Hi Everyone! I have a general question and was hoping for your advice. This is my first question in this forum – I have searched the forum for a while but could not quite find what I am looking for. So if this has been asked before, I am sorry!
I have a dataset, let’s say with 5000 observations (rows) and 10 variables (columns). I want to randomly split my data into training, validation and testing. Moreover, I want my training dataset to be standardised so each column has zero mean and std of 1. Most importantly, there should be no information leakage from the test dataset, so that the mean and std must be calculated from the training set only!
My question is: on a high level, how would you implement this?
I have tried different things, but am not quite happy yet.
First implementation: I split my data into training-validation-testing in my Dataset Class and return standardised datasets - training, validation and testing. Here, by standardised I mean that I standardised all three datasets using the training mean and training std. I subsequently use one Dataloader which returns batches from the training-validation-test datasets into my training loop. The batches are not further standardised.

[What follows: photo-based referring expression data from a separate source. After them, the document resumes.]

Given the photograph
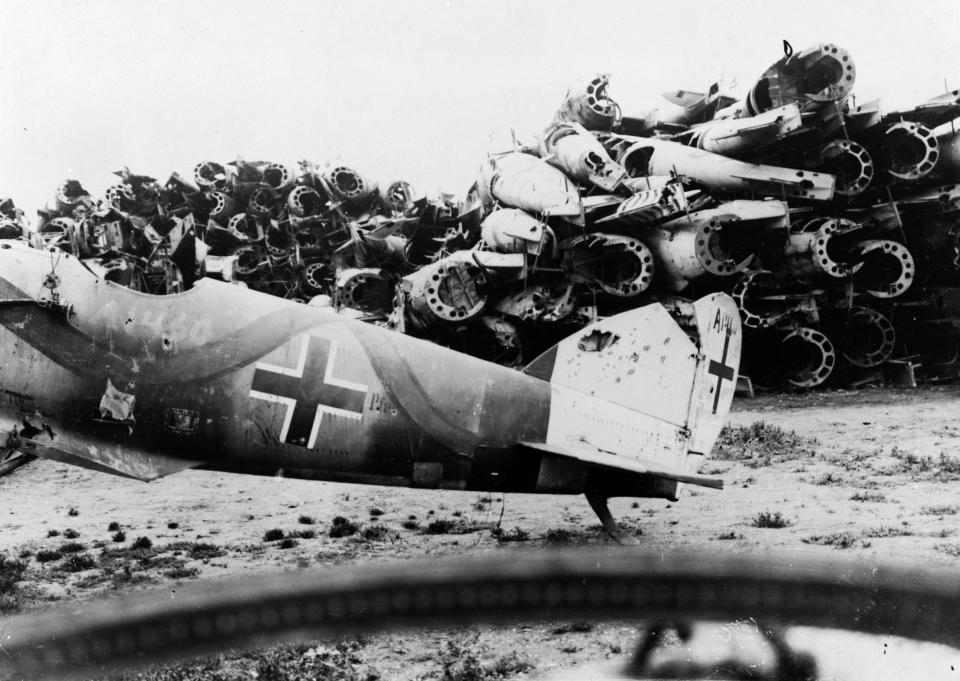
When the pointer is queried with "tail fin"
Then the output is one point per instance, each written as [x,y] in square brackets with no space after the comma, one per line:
[641,386]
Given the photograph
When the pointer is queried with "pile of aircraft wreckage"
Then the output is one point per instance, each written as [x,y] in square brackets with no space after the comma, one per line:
[833,225]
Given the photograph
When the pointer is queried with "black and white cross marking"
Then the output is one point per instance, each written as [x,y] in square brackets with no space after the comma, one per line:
[305,394]
[721,370]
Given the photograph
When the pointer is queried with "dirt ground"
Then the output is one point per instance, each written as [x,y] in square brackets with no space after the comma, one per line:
[876,474]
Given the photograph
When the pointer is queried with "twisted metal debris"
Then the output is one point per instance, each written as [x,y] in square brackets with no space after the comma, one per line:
[835,226]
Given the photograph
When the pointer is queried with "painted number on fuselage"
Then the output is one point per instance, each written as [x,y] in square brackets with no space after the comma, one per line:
[308,391]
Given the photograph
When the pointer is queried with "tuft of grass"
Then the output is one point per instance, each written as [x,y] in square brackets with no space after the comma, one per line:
[464,659]
[840,540]
[78,562]
[11,572]
[181,572]
[72,547]
[273,535]
[888,531]
[572,628]
[867,496]
[204,551]
[378,533]
[482,503]
[142,543]
[726,536]
[940,510]
[559,535]
[342,527]
[949,549]
[46,556]
[829,479]
[448,526]
[516,535]
[768,520]
[760,443]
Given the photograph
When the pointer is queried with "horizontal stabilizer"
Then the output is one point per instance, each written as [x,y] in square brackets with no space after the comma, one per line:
[128,464]
[599,458]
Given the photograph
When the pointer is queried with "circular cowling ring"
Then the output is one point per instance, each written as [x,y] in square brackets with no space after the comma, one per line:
[364,289]
[314,279]
[304,202]
[117,195]
[205,172]
[910,150]
[398,197]
[844,83]
[818,358]
[850,163]
[642,272]
[250,260]
[223,208]
[711,256]
[69,195]
[875,334]
[821,249]
[264,203]
[60,233]
[347,182]
[752,316]
[893,251]
[452,291]
[10,229]
[279,242]
[246,226]
[277,176]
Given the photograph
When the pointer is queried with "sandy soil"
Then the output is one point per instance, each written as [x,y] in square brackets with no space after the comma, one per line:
[873,484]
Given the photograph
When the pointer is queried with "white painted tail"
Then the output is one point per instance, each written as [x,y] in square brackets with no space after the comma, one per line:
[637,385]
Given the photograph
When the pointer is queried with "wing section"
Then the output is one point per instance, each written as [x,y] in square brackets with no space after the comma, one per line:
[127,464]
[607,460]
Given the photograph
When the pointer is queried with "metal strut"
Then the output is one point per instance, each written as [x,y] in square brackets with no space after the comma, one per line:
[599,505]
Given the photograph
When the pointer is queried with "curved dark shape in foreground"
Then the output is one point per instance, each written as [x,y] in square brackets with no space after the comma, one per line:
[84,638]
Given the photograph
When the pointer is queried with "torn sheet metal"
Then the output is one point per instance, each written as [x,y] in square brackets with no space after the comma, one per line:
[116,404]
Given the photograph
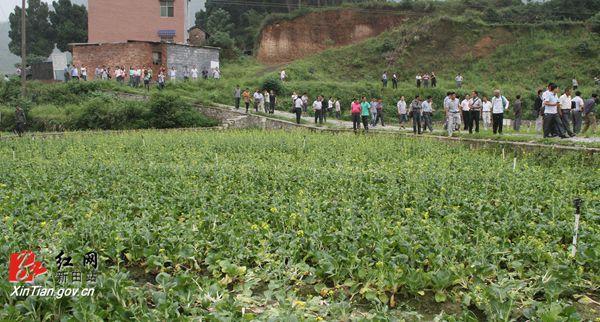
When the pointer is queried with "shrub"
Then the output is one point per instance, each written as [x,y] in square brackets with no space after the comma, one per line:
[273,84]
[170,111]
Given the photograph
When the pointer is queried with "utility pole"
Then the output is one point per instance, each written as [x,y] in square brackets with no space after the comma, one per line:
[23,50]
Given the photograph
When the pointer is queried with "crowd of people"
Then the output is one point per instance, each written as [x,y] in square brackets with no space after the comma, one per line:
[138,76]
[557,116]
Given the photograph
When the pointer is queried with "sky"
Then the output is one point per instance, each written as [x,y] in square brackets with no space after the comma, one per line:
[7,6]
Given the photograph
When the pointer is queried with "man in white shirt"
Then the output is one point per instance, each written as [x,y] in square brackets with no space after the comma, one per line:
[402,117]
[257,98]
[427,107]
[458,80]
[338,109]
[499,105]
[451,107]
[465,108]
[551,104]
[475,107]
[486,113]
[194,73]
[318,109]
[576,112]
[565,111]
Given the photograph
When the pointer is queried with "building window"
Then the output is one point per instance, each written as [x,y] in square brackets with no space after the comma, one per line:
[167,8]
[157,58]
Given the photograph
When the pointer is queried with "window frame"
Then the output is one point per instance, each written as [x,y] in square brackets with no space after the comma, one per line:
[167,8]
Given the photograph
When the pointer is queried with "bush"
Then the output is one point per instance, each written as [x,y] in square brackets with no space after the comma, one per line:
[595,23]
[273,84]
[171,111]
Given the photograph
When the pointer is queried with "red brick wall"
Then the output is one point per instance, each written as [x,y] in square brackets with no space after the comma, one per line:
[135,54]
[122,20]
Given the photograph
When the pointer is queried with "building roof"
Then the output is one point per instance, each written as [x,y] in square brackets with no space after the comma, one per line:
[143,41]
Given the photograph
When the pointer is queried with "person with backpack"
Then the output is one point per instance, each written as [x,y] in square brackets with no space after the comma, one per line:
[298,106]
[564,112]
[355,110]
[415,112]
[451,107]
[427,107]
[318,109]
[518,110]
[577,107]
[364,113]
[499,105]
[538,111]
[552,123]
[402,112]
[475,107]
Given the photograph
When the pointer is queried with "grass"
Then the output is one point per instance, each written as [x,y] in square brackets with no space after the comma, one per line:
[298,225]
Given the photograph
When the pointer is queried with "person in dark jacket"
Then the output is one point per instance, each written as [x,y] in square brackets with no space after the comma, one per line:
[20,121]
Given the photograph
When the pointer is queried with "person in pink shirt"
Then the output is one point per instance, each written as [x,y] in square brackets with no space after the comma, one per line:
[355,110]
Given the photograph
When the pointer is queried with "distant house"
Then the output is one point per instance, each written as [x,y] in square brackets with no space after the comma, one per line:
[197,36]
[113,21]
[143,33]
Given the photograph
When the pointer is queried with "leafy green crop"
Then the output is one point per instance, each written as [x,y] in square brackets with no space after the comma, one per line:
[300,226]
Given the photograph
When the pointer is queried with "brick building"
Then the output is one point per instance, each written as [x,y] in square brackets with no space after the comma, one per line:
[144,54]
[144,20]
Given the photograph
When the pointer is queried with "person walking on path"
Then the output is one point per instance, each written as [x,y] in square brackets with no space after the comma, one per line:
[459,80]
[364,113]
[518,110]
[475,107]
[416,113]
[338,109]
[237,96]
[451,107]
[298,106]
[486,113]
[318,109]
[499,105]
[355,111]
[564,112]
[305,102]
[538,111]
[246,97]
[577,104]
[373,111]
[266,101]
[379,110]
[426,80]
[256,98]
[161,80]
[20,121]
[272,102]
[589,114]
[384,79]
[427,107]
[465,109]
[402,112]
[552,126]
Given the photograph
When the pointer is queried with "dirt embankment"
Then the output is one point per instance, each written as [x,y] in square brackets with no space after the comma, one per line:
[286,41]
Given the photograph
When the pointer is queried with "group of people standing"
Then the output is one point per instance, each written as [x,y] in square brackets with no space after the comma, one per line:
[136,76]
[557,113]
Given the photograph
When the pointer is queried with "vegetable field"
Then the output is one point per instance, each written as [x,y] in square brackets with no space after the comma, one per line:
[291,226]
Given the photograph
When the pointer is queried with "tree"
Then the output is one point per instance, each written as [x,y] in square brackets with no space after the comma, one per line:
[219,21]
[69,22]
[40,40]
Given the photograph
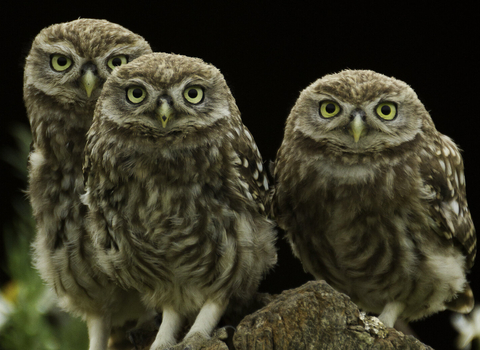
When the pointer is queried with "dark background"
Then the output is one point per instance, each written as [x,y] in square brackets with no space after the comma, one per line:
[268,53]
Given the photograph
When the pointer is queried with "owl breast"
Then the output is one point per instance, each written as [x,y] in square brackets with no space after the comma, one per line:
[171,218]
[365,229]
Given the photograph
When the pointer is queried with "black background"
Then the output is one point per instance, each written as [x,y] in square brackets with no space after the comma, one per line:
[268,53]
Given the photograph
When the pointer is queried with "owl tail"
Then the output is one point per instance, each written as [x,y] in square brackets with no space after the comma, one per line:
[463,302]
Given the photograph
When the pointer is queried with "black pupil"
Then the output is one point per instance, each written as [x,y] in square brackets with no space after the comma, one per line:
[62,61]
[117,62]
[137,93]
[386,110]
[192,93]
[330,108]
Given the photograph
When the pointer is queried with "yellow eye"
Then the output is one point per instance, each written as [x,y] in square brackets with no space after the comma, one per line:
[117,61]
[387,110]
[329,109]
[60,62]
[136,94]
[193,94]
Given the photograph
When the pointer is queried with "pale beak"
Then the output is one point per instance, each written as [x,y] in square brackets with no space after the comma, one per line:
[165,113]
[89,82]
[357,127]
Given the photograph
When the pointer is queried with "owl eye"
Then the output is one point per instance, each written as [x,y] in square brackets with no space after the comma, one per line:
[329,109]
[117,61]
[387,110]
[60,62]
[193,94]
[136,94]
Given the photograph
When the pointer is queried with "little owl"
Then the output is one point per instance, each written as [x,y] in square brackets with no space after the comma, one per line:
[64,73]
[372,197]
[177,192]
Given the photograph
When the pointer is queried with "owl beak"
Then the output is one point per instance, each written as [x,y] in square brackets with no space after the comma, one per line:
[357,126]
[165,113]
[89,81]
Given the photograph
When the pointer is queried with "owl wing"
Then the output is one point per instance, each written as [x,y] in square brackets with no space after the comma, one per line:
[445,180]
[250,166]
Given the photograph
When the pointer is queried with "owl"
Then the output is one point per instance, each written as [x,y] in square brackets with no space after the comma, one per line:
[64,72]
[372,197]
[177,192]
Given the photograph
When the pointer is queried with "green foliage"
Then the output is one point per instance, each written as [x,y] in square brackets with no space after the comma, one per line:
[35,323]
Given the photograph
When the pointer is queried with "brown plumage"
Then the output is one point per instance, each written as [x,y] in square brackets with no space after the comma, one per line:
[372,197]
[64,73]
[176,191]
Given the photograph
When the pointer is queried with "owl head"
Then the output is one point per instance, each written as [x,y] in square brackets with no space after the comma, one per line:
[162,94]
[69,62]
[358,111]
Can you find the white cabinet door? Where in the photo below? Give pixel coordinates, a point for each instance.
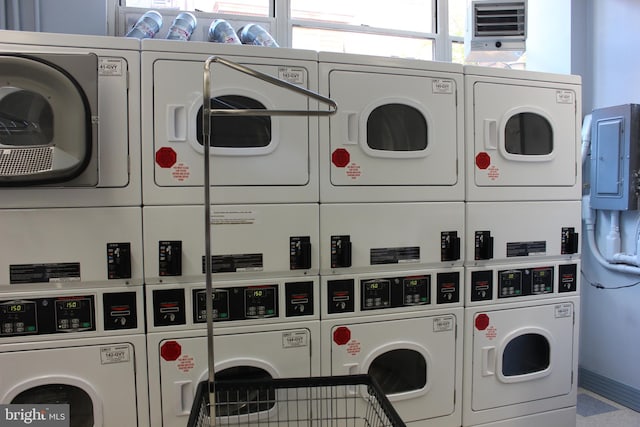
(522, 355)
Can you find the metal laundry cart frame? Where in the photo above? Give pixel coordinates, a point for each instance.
(326, 393)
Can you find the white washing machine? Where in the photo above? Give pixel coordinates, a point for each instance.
(70, 247)
(264, 328)
(522, 135)
(82, 348)
(70, 113)
(499, 232)
(367, 237)
(398, 133)
(521, 344)
(404, 329)
(254, 159)
(246, 241)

Second implementation: I again have a Dataset Class, but this time it simply returns x and y. In a next step I use SubsetRandomSampler to have three different DataLoaders – one for each split. However, I am unsure about how I would now standardise my dataset in this scenario, as to me it seems that I could only standardise my individual batches in the training loop rather than the entire training-validation-test dataset as the DataLoader returns batches. Or would this be more appropriate?
Is there a more elegant way of doing this? I have very little experience with the batch normalisation tool that exists within Pytorch. Can I standardise my data ‘inside the network’ so I do not actually need to return standardised data in the first place?
This may be more of a general ML question – I hope this makes sense!